First, policymakers in the US should create laws that govern the administration of physician-assisted suicide services, which provide specific instructions on the process thereof. The administrators of the service will have a standard reference point that will guide their practice. Secondly, patients receiving palliative care should be offered information concerning PAS to increase the scope of data available to them and enhance their decision-making capacity. Thirdly, physicians must be sensitized and held accountable for abiding by the codes of the practice to ensure that they do not abuse their professional power and wrongfully exploit legal provisions on PAS. Fourth, the healthcare system in the US should be restructured to ensure that it emphasizes on the necessity of advance care planning to reduce treatment uncertainties when patients are at the end of their lives. Lastly, the legalization of PAS in the US should follow extensive research on the subject matter to ensure that the provisions implemented guarantee the enhanced well-being of Americans.

Conclusion

The subject of physician-assisted suicide is highly debatable among both practitioners and researchers.
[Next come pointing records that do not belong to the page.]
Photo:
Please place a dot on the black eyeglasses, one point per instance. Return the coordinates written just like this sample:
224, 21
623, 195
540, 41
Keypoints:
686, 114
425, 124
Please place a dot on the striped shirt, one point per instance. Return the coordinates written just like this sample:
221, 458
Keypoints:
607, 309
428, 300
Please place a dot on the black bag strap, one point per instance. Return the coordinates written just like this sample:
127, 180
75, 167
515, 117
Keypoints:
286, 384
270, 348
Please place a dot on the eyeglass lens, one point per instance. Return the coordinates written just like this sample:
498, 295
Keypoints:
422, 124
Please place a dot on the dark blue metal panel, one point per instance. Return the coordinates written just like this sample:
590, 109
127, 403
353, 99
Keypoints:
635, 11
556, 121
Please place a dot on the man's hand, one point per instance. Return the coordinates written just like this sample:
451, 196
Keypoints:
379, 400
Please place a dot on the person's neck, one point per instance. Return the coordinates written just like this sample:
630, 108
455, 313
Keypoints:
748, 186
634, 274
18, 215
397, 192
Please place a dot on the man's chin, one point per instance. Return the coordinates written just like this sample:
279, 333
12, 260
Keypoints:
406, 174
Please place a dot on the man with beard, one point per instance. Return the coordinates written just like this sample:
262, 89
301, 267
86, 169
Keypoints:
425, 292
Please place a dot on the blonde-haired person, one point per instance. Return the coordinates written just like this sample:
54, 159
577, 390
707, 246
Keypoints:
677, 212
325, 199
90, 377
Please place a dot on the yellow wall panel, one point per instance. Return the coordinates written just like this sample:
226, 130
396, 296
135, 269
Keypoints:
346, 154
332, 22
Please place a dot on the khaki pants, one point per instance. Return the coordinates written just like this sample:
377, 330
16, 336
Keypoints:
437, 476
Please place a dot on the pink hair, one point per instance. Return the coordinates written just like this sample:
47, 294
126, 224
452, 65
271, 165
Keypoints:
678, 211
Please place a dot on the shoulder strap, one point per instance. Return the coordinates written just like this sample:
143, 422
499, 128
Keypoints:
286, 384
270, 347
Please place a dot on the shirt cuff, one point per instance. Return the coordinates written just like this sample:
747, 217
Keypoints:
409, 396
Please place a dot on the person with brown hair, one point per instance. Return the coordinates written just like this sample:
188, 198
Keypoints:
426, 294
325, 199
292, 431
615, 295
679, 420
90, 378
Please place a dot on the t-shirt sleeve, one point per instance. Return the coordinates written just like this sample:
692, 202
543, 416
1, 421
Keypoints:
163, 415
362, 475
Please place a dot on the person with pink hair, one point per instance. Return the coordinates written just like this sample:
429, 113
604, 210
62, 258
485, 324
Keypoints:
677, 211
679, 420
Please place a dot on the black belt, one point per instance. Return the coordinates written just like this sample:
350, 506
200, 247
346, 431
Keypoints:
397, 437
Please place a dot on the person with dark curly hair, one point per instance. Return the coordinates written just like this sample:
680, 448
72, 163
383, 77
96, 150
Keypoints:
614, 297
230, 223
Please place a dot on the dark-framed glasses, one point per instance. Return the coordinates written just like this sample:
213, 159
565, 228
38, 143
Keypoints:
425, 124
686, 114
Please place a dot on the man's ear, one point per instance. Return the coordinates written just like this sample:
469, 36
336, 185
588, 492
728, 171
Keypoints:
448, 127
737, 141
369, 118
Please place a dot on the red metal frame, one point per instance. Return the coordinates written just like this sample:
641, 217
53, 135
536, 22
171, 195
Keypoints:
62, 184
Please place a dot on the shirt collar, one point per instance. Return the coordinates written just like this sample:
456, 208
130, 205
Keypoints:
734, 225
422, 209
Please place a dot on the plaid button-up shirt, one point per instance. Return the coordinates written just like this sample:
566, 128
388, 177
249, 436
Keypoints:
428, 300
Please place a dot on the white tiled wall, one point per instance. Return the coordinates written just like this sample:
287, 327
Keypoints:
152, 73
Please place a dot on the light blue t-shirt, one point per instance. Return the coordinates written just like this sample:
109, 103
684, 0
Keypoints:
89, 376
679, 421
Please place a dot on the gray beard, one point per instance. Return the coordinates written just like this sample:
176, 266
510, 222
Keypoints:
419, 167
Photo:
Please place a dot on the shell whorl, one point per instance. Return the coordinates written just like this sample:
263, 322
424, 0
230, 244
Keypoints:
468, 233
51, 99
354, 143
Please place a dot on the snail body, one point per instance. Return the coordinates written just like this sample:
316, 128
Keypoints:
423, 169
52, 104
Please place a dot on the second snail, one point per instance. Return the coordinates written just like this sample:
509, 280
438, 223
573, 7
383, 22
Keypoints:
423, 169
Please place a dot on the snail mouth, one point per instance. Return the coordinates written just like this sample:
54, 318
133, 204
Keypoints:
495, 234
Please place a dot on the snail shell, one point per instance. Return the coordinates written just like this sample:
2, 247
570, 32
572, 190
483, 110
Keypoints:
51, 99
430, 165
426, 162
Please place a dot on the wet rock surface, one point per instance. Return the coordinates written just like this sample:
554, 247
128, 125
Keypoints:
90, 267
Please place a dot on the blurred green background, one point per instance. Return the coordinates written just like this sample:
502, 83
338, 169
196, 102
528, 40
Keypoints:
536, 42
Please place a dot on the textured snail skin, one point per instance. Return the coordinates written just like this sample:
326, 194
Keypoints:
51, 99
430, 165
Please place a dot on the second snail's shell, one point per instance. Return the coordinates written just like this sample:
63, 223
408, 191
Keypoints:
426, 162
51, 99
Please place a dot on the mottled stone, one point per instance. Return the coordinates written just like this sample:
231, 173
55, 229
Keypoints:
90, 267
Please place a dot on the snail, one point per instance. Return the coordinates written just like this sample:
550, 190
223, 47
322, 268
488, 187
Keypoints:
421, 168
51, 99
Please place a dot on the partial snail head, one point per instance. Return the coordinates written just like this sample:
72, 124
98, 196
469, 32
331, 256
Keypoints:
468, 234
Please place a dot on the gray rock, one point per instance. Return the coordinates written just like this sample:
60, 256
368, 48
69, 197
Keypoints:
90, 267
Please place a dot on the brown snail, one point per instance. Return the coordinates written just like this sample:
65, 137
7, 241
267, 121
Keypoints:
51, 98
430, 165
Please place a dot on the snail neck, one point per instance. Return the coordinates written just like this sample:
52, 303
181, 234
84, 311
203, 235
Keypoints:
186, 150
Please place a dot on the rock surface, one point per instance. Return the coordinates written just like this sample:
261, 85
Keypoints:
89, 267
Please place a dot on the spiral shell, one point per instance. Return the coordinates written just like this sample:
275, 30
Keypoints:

The latter has resulted in the legalization of the practice in only some parts of the US, primarily because of its breach of doctor’s healing role. Consequently, patients receiving palliative care do not get adequate information about PAS to inform their care decisions fully. Thus, to maximize patient care and well-being, policymakers in the US must conduct extensive research to inform the decision to legalize PAS. Similarly, care practitioners must focus on abiding by professional codes to mitigate the violation of legal provisions governing the practice.

References

Banović, B., Turanjanin, V., & Miloradović, A. (2017). An ethical review of euthanasia and physician-assisted suicide.  Iranian journal of public health 46 (2), 173.

Basanta, W. E. Communicating with dying Patients: Informed Consent, Physician First Amendment Rights, And State Regulation in the United States.

Battin, M. P., Rhodes, R., & Silvers, A. (2015).  Physician-assisted suicide: expanding the debate . Routledge.

Paterson, C. (2017).  Assisted suicide and euthanasia: a natural law ethics approach . Routledge.

Peled, H., Bickel, K. E., & Puchalski, C. (2017). Enhancing informed consent for physician aid in dying: Potential role of handout on possible benefits of palliative care.  Journal of oncology practice 13 (10), e838-e843.

Sulmasy, D. P. (2019). Physician-Assisted Suicide and the Perils of Empirical Ethical Research.  JAMA Network Open 2 (8), e198628-e198628.

Sulmasy, L. S., & Mueller, P. S. (2017). Ethics and the legalization of physician-assisted suicide: an American College of Physicians position paper.  Annals of internal medicine 167 (8), 576-578.

Tang, S. T., Liu, T. W., Liu, L. N., Chiu, C. F., Hsieh, R. K., & Tsai, C. M. (2014). Physician-patient end-of-life care discussions: Correlates and associations with end-of-life care preferences of cancer patients—a cross-sectional survey study.  Palliative medicine 28 (10), 1222-1230.